When Peter Henry saw a cat dart out in front of his truck while driving in the Sooke area of Vancouver Island on Monday, the last thing that he expected was a species whose native range was thousands of miles away.
“I ran over this exotic serval cat last night… waiting for conservation officers to contact me!” he wrote on Facebook. “Kinda shocking when it jumped out in front of the truck!”
According to the CBC, the unfortunate animal was indeed a serval wild cat. These medium-sized felines are native to sub-Saharan Africa and are generally used to warmer climates than Vancouver Island, where it died. So what was it doing in Sooke? Well, the answer seemed to be that it actually lived there. Doug Nelson, a local cat breeder, told The Vancouver Sun that he sold one of these exotic cats to a Sooke resident but it escaped in August. Servals are rare among pet owners, but are legal on the island, depending on each municipality’s bylaws. They are not cheap—Nelson said that he sells each of these long-legged felines for about $8,000.
“They’re a non-aggressive cat, but that changes if they’re out and they’re scared and they’re threatened,” Nelson told the Sun.

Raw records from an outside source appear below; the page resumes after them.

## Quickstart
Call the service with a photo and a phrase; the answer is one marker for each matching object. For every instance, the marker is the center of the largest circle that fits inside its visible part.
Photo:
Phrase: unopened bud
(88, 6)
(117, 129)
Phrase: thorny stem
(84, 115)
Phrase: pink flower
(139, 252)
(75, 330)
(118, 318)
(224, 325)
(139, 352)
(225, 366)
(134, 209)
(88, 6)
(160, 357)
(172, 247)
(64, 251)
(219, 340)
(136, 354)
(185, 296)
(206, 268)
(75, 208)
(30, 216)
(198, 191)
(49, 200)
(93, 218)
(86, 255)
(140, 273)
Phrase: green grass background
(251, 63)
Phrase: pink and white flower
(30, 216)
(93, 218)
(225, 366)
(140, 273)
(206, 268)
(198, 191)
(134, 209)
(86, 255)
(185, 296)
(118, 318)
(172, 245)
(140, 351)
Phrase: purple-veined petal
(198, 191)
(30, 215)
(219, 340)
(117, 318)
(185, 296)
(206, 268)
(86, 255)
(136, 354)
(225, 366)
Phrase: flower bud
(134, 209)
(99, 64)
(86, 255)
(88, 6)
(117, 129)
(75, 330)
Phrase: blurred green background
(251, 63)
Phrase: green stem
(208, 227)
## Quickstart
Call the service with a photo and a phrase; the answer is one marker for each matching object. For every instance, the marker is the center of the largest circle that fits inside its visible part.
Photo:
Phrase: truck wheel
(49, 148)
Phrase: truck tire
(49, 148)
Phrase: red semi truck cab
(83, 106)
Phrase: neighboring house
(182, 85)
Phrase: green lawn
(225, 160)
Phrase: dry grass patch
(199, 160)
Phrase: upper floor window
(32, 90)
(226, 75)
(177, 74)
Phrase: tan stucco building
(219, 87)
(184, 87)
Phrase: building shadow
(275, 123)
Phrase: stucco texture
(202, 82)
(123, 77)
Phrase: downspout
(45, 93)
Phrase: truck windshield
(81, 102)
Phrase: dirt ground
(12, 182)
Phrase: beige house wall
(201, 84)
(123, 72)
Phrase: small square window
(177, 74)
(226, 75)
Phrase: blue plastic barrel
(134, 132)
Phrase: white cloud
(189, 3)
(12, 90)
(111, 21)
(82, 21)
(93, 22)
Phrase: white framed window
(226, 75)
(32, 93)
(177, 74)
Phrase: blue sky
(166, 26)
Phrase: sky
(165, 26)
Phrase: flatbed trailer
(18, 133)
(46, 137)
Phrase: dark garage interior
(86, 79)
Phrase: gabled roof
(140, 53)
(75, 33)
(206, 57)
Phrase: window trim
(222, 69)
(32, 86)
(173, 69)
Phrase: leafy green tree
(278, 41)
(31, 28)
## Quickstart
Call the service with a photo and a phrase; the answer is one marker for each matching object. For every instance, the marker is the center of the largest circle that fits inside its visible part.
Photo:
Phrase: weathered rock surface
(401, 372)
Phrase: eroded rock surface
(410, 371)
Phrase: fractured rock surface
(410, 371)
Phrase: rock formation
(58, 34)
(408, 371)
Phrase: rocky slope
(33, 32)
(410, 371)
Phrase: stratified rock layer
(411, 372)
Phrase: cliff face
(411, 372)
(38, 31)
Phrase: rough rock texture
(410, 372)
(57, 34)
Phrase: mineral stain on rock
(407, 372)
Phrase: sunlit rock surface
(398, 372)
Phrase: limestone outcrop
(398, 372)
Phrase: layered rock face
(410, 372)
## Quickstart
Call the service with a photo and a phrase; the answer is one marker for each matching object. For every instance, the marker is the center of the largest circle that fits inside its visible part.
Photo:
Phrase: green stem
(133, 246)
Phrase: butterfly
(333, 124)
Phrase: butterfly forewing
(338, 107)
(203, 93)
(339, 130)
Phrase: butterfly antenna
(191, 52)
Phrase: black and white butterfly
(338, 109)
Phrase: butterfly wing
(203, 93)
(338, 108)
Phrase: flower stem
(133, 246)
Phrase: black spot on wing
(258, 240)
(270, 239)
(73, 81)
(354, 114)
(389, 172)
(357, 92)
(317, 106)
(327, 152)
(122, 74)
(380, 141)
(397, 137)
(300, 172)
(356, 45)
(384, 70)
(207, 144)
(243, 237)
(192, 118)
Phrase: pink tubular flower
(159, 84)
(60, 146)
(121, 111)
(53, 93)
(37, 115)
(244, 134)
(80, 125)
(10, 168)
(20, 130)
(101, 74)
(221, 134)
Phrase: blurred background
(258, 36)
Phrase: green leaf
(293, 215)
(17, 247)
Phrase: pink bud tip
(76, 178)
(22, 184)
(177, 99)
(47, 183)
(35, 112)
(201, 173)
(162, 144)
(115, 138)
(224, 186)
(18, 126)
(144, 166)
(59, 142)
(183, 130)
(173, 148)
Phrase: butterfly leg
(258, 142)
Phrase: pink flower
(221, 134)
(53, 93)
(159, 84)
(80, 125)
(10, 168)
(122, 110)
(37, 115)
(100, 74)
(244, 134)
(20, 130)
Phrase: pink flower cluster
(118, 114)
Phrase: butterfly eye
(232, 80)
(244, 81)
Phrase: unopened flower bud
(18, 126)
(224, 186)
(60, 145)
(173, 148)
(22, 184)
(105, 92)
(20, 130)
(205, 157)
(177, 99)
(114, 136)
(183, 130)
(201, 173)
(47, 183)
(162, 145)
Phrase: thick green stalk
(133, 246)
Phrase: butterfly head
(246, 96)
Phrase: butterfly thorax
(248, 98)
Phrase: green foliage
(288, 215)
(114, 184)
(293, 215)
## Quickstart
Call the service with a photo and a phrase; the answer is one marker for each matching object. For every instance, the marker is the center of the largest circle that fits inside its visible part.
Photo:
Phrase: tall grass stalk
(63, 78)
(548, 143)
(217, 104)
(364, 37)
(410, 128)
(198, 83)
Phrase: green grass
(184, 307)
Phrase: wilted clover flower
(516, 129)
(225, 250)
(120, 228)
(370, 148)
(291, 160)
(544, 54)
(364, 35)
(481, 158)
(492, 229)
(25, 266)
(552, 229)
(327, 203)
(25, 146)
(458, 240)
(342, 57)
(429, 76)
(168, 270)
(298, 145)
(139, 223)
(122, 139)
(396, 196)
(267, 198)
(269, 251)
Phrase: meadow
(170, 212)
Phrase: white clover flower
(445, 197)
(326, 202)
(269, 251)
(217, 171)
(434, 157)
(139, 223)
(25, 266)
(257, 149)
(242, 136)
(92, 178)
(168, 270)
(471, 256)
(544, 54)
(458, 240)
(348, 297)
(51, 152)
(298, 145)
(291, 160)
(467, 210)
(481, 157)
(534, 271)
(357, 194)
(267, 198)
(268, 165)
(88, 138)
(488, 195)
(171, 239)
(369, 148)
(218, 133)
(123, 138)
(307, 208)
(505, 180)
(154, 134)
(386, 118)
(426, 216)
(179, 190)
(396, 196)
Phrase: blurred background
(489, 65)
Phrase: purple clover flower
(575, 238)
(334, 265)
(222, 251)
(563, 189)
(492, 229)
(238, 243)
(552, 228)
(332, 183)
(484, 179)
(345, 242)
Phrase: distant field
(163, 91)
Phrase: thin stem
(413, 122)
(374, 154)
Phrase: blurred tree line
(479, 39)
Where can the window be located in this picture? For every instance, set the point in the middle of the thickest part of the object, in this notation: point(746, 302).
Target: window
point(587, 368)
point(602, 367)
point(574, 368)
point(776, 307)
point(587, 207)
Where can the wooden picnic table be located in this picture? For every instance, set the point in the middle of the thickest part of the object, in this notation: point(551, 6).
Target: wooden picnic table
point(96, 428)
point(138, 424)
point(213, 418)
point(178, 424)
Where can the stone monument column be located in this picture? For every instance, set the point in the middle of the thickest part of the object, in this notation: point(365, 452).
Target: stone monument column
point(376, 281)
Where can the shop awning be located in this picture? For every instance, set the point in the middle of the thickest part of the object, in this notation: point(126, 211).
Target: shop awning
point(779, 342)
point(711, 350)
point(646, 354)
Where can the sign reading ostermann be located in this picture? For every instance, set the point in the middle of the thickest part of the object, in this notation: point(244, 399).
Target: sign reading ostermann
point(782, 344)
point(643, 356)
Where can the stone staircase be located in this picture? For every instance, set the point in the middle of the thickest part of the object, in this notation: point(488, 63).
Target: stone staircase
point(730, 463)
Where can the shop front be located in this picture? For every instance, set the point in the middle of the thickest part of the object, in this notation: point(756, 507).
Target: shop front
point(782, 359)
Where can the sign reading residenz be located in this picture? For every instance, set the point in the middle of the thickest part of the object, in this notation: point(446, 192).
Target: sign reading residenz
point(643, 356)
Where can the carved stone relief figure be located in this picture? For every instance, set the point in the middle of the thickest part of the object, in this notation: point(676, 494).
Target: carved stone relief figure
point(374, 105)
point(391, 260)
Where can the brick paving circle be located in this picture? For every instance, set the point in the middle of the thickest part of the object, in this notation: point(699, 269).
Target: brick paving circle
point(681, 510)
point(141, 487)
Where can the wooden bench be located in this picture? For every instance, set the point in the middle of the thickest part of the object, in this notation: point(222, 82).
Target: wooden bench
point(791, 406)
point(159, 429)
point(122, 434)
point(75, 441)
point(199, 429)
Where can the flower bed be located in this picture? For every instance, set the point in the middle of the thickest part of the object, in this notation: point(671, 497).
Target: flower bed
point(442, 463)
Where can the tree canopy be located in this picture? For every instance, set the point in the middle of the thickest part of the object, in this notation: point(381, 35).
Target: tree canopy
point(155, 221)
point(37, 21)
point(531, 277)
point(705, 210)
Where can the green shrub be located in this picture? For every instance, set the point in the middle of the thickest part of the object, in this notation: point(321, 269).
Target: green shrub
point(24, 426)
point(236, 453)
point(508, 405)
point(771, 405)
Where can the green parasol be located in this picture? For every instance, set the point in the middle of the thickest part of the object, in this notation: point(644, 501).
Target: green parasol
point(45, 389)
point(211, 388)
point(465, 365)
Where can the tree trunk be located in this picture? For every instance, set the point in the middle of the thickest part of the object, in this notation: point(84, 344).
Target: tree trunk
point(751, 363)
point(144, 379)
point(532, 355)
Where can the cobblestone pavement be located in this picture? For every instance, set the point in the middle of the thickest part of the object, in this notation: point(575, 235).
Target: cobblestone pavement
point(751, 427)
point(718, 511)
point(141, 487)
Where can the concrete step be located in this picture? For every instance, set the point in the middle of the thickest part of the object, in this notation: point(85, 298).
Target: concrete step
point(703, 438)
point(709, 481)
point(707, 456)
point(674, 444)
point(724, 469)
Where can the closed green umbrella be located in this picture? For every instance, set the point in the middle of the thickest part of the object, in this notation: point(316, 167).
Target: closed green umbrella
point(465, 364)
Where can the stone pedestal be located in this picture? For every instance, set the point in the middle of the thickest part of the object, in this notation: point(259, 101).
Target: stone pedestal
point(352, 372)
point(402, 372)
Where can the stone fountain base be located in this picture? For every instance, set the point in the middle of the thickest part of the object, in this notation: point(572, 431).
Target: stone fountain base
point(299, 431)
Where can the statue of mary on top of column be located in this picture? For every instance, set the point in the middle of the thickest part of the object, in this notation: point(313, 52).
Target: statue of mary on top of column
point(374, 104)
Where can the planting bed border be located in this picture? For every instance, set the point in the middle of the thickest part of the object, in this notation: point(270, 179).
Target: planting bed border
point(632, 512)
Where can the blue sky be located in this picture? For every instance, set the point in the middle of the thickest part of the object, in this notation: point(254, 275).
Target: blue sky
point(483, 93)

Servals are also known to be very mischievous thanks to their intelligence. The cat’s problem-solving ability means that servals are experts in breaking out of captivity. If this is the same cat that escaped in August, it adjusted well to its new environment. Like many other cats of its same size, the serval primarily dines on small rodents and birds, although it can also consume prey such as reptiles and hares. They are comparable to North American bobcats in size, although servals have the longest legs of any cat and have impressive jumping power. Servals are not considered dangerous to humans.